Resources

Aging-In-Place – Is Your Home Ready?

EZ Able, LLC
Published: Thursday, April 9, 2009
By Jody Fisk

Outfitting your home with aging-in-place features can help prevent accidents and make your home suitable for years to come.

Recently, EZ Able participated in the Builder’s Home & Improvement show in Washtenaw County. An attractive couple stopped and were looking at our Acorn stairlift being demonstrated.

I asked, “Do you know anyone who might need a stairlift?”

The wife replied, pointing to her husband, “Him!” As the husband was shaking his head his wife said, “Honey, show her your arm…”

His arm was in a cast from a recent fall. Since he was sometimes unstable, his wife was terrified that he would fall down the stairs.

She said,” He broke his arm from just tripping on the sidewalk, imagine if he fell down the stairs. We need a stairlift!”

About one in six Americans 65 and older will suffer a fall in the next three months, with about a third of those people sustaining injuries such as a broken hip, according to a new report released by the U.S. Centers for Disease Control, “Slips and falls are usually completely avoidable,” says Ruth E. Thaler-Carter co-author of “The Who, What and Where of Elder Care: A handy, step-by-step guide to help navigate the maze of caregiving” published by LifeBridge Health.

There are simple things that you can do to help prevent unnecessary falls beyond equipping your home with a stairlift.

One simple thing to do is to increase the wattage of light bulbs around your home. “As we age, we need more light to see clearly in hallways, stairways, basements and garages,” says Thaler-Carter.

Increase the wattage of light bulbs throughout your house for better visibility. To reduce the chance you’ll trip or fall on your way to the bathroom, install nightlights to illuminate the route you travel.

Once your way is well-lit, turn your attention to your feet. Or more specifically, what might trip up your feet. Make sure your walkways and stairs are clear of debris and all paths in between furniture are wide enough to fit a walker, in case it’s ever necessary. Thaler-Carter says, “Ideally, you should remove all throw rugs, but if you’re attached to them, secure them to the floor with double faced tape.”

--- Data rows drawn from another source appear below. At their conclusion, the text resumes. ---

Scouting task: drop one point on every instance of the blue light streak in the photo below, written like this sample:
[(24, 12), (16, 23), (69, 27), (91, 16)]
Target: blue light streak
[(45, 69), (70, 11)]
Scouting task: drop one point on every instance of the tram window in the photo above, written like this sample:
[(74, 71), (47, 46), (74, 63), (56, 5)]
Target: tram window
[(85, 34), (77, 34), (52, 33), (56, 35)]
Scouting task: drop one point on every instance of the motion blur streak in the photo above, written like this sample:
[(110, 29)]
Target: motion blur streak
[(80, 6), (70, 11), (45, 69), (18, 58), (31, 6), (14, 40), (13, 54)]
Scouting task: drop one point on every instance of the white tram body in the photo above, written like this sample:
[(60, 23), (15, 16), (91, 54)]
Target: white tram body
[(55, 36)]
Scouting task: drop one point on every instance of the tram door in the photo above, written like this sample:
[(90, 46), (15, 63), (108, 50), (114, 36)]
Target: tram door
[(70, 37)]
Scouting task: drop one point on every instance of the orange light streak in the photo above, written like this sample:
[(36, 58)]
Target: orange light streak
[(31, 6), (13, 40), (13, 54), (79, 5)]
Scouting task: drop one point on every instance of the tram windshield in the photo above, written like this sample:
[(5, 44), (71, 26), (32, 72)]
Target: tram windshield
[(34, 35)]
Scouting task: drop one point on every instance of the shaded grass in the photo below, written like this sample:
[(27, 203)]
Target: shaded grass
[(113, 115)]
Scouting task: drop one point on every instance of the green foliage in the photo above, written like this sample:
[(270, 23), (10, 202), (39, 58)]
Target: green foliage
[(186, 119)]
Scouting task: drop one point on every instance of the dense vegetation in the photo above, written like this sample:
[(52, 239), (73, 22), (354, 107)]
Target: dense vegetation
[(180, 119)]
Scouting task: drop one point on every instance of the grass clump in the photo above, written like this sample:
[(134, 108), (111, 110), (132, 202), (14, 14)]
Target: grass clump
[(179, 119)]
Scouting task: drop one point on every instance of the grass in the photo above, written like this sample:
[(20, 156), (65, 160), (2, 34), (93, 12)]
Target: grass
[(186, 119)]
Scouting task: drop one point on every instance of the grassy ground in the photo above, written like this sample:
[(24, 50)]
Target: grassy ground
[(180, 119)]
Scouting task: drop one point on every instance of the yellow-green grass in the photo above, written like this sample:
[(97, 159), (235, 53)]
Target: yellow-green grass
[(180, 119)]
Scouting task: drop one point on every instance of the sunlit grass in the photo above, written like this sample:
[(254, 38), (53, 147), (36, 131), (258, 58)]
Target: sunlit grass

Stay off step ladders, another cause of falls, by arranging closets and cabinets putting items most frequently used within reach. “Ridding your home of many potential dangers can usually be done in a weekend,” says Thaler-Carter, “time well spent considering it can save you months of recovering from a nasty fall.”

Getting your “place” ready – Preventing a slip or fall isn’t the only way to get your home ready for the coming years. Aging-in-place remodeling projects preserve independence, increase accessibility and convenience.

Here are more simple ideas:

  • Chairs/Benches by entryways – makes putting shoes on/off easier
  • Non-slip strips on your tub or shower floor
  • Non-skid mats on the bathroom floor
  • Grab bars inside and right outside the tub or shower and by the toilet add steadying support in slippery situations.
  • Swap round, interior doorknobs with lever style ones and add easy-to-grasp handles and pulls to all cabinet doors and drawers to make it easier for arthritic hands to maneuver.
  • Adding sliding shelves and lazy susans in your cabinets make tracking down pot lids and cooking easier.
  • Barrier free shower that doesn’t require stepping up into a shower.
  • Handheld shower head.
  • Raise the dishwasher or purchase a drawer style dishwasher.

Regardless of what you do to get your home ready for your golden years, experts agree it’s best to start early. It’s easier and feels better to make changes at your leisure. It isn’t wise to be rushed into remodel because of an immediate need.